My husband was born in 1939 in Cleveland. He was brought up on Chef Boyardee and even after we were married I couldn’t get him to eat any other kind of spaghetti sauce for years. Finally he discovered the good homemade stuff and Chef Boyardee faded into oblivion. Our family rejoiced! I always belittled Chef Boyardee but now, thanks to you, he has regained some respect in my eyes. Now I’m wondering if my husband’s family ever went to his restaurant as fellow residents of Cleveland–even living in later years on the east side in Willoughby Hills, apparently not far from where he is buried.
Now, how about investigating another Cleveland specialty: the chocolate chip ice cream from Euclid Race. Best chocolate chip ever, but long gone from the scene. Would love to find the recipe.

  backwardpresent wrote @

That is a great story! Thanks for sharing.

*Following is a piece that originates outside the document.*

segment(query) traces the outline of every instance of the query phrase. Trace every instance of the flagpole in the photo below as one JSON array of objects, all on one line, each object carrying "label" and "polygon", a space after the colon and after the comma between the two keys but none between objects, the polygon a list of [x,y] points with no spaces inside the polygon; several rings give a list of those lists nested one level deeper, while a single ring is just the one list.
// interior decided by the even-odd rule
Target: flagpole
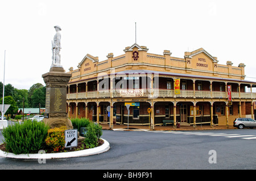
[{"label": "flagpole", "polygon": [[5,100],[5,52],[6,50],[5,50],[5,59],[3,61],[3,104],[2,108],[2,120],[3,120],[3,111],[5,110],[5,104],[3,104]]}]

I’m not sure about the chocolate chips at Euclid Race, but I will tell you that I am endlessly fascinated with the Rocket Car, which was taken from a ride at the old Euclid Beach Amusement Park

  josh wrote @

I started to learn to cook at age 8 using the Chef Boiardi spaghetti dinner in the ad. It took me 20 years to perfect my own meat sauce, but it’s a happy memory.